Usually when the original idea has to be modified or enhanced it is performed on the most recent version of code that already incorporates mutliple layers of the said process of growth. My point of view is that at least in some situations a better approach is to

  1. return to the original clean version,
  2. adjust it in the most natural way (without being constrained by the tons of later changes) and
  3. repeat the previous growth process from the new starting state.

Ideally, the last step should be as automated as possible.

In this post I will maintain a list of those growth dimensions that are common to a wide range of applications regardless of whether they are good candidates for automation or not.

Fool-proofness

The proof-of-concept version is usually written without any error-handling in mind.
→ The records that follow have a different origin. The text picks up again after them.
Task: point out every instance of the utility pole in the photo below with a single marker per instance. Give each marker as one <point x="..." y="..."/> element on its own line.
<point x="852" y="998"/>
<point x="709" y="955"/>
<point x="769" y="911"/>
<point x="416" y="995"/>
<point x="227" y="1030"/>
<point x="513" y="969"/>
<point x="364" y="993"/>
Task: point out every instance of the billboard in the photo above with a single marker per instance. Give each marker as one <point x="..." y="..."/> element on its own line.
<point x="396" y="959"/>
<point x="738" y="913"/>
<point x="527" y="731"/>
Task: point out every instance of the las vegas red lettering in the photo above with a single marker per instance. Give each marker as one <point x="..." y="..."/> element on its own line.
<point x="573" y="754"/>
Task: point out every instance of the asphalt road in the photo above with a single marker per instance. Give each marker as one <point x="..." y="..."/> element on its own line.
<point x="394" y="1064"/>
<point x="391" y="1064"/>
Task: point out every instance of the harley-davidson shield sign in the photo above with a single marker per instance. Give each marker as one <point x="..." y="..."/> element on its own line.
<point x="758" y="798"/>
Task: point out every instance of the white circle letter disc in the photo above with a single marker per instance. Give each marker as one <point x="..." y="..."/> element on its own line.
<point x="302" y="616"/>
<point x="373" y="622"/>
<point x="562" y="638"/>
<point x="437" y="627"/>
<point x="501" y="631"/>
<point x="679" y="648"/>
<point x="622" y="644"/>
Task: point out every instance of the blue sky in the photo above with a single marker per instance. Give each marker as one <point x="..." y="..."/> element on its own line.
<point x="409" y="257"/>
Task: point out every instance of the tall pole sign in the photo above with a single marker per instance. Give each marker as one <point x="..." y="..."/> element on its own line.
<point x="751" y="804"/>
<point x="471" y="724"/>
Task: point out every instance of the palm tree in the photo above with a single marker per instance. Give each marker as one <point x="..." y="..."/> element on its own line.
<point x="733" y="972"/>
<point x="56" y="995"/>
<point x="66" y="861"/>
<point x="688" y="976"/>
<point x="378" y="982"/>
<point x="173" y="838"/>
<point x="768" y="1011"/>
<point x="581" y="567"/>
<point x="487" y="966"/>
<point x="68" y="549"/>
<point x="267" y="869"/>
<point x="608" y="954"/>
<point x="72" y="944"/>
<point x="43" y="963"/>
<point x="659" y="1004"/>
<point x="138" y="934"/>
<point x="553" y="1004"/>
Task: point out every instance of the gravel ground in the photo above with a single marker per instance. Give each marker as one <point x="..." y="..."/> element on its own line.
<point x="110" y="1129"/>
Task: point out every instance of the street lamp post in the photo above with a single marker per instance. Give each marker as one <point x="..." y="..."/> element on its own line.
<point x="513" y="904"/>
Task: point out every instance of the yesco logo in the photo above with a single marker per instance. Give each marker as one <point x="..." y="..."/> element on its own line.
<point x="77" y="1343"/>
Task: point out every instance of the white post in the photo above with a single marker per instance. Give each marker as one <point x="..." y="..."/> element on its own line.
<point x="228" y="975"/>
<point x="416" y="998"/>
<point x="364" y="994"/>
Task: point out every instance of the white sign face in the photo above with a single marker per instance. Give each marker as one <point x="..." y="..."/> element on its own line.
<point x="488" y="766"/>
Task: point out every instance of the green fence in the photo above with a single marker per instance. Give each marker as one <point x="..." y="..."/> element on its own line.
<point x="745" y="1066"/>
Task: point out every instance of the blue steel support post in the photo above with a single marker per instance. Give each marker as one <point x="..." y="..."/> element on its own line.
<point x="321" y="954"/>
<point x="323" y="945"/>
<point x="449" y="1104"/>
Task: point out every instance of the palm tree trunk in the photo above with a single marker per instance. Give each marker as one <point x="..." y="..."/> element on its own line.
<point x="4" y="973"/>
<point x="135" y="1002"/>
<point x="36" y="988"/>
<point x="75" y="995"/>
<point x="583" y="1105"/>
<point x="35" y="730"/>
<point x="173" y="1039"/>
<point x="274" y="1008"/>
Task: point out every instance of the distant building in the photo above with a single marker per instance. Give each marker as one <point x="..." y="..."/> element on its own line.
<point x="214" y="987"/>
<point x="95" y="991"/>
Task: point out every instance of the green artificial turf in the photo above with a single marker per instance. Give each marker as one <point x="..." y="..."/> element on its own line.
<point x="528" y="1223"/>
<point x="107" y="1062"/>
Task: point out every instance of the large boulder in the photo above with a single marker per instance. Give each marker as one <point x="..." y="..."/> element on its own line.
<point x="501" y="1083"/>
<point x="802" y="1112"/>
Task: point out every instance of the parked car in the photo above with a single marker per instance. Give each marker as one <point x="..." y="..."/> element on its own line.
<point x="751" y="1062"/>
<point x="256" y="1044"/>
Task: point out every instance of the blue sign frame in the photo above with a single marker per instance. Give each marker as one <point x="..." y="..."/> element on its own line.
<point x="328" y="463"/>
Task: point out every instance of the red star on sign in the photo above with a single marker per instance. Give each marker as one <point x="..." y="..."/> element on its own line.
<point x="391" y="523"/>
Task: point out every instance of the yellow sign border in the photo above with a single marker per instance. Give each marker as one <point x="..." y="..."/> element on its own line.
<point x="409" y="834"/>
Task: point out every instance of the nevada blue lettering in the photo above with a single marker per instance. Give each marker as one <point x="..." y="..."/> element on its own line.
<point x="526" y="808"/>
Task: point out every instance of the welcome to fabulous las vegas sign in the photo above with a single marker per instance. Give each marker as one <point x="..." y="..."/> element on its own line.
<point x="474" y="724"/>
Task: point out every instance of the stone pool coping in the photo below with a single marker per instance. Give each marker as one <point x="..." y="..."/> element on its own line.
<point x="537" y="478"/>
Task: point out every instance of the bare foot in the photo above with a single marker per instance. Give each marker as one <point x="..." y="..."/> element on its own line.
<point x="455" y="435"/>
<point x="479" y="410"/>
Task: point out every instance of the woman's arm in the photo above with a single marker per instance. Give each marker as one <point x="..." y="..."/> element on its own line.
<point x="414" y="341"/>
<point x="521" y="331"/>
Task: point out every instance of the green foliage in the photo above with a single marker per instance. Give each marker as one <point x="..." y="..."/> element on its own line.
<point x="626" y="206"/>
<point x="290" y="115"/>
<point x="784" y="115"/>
During productization, fool-proofness must be added.

The next item can be considered a variant of this one, still it deserves being mentioned separately (after all, there is an entire sub-industry focusing on it).

Security

The effect of this one can be as little as zero (when we only need to make sure that there are no buffer-overflows and similar bugs) to quite extensive and pervasive (if we are concerned with various permission levels for different users).

Internationalization

Support for multiple languages, units, currencies, etc.

UX & Accessibility

Optimization

Replacing straightforward yet slow data structures with complicated ones can result in much larger code. Sometimes a significant optimization is impossible without a drastic change in the software design.
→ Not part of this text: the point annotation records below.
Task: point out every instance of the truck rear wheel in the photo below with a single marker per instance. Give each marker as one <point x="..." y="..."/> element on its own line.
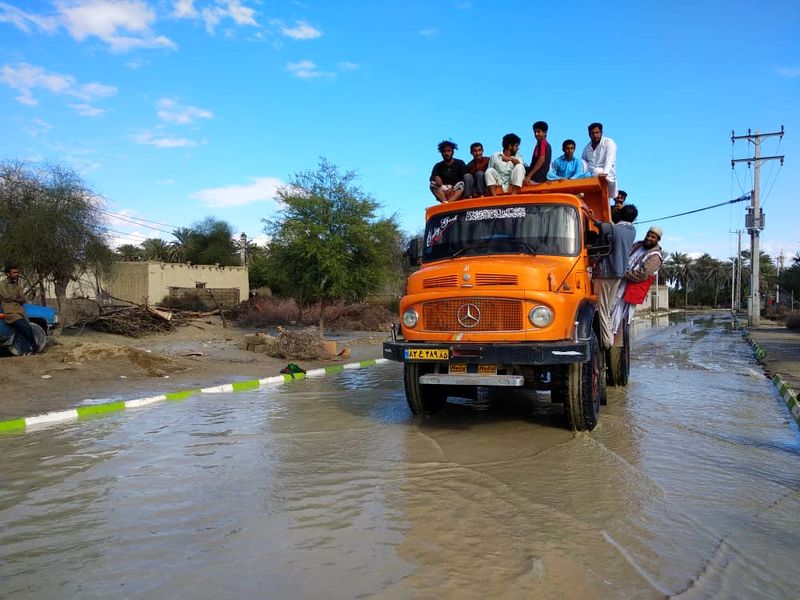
<point x="619" y="360"/>
<point x="422" y="399"/>
<point x="581" y="390"/>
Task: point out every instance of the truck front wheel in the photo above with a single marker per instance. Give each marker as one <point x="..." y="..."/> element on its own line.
<point x="581" y="390"/>
<point x="422" y="399"/>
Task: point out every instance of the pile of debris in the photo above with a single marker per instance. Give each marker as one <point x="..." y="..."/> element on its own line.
<point x="135" y="320"/>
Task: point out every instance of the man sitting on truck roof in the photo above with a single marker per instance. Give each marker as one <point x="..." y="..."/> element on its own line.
<point x="475" y="179"/>
<point x="506" y="169"/>
<point x="447" y="176"/>
<point x="568" y="166"/>
<point x="542" y="154"/>
<point x="12" y="298"/>
<point x="609" y="271"/>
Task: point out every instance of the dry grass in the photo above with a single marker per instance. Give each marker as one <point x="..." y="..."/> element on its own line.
<point x="264" y="312"/>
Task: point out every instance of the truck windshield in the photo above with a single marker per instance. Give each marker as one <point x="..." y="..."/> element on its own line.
<point x="515" y="229"/>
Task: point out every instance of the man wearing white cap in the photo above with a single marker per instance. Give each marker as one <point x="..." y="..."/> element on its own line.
<point x="645" y="259"/>
<point x="600" y="155"/>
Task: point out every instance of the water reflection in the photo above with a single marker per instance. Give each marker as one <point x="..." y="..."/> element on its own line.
<point x="327" y="488"/>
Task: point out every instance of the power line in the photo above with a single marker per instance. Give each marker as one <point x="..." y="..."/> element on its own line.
<point x="742" y="198"/>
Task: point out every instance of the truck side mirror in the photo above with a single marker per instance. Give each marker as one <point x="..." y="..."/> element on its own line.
<point x="601" y="245"/>
<point x="414" y="252"/>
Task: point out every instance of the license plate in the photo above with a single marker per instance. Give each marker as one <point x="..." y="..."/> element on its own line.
<point x="427" y="354"/>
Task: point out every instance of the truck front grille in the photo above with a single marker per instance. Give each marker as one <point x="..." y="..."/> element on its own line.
<point x="494" y="314"/>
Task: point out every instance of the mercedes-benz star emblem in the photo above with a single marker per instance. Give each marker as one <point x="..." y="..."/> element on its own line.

The next item can be considered as a variant of this one, still it better be split out.

Support for concurrency

  • Asynchronous IO
  • Multithreading
  • Multiprocessing/distributed processing
  • Off-loading computations to the GPU

Compatibility

  • Backward compatibility
  • Forward compatibility
  • Compatibility with another existing tool

State persistence

  • Save & open/load
  • Versioning/checkpointing
  • Undo

Interactivity/Scripting

A batch-mode or CLI application may need to be converted to an interactive one (e.g. via a GUI or integration with a scripting language).